Clearly they are not infallible. Jill Paton Walsh failed to find a UK publisher for her excellent A Knowledge of Angels that, self-published, went on to make it to the Booker shortlist. More significantly perhaps, the constant stream of tacky rubbish of TV spin-offs and 'celebrity' memoirs indicates that the output of the mainstream publishers is not a sign of quality, but a sign of perceived commerciality - and judging by the 'returns' piles I see in bookshops, that's an assessment that they frequently get wrong.
So why does the 'essential badge of quality' idea persist? Well, it's an industry dominated by the big players and the current situation suits them very well. The last thing they want is for the book-buying public to realise that there are many excellent books reaching the marketplace via self-publishers and small independent presses.
The solution lies with ourselves - and the small independent booksellers.
As authors/publishers we have to ensure that we produce books of quality: books that are well-written, original, professionally edited and proofread, and competitively priced.
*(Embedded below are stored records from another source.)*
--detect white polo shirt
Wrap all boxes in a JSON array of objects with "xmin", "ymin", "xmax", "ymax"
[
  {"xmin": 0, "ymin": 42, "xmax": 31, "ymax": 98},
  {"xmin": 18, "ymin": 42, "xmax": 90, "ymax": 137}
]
Then we have to supply the bookshops with good point-of-sale materials to help the books sell.
The independent booksellers are unable to compete with the chains selling the top-sellers at knockdown prices. Where they can compete is on choice. They can offer their customers titles not available in the chains and they can establish a readership base for local authors - authors who are available for book-signings and any other events the bookshops care to arrange as part of their activities aimed at building a relationship with their clients.
This is a partnership that has to work. I can feel the tide turning.
Good luck with Soul Identity, Dennis. I hope it sells in millions.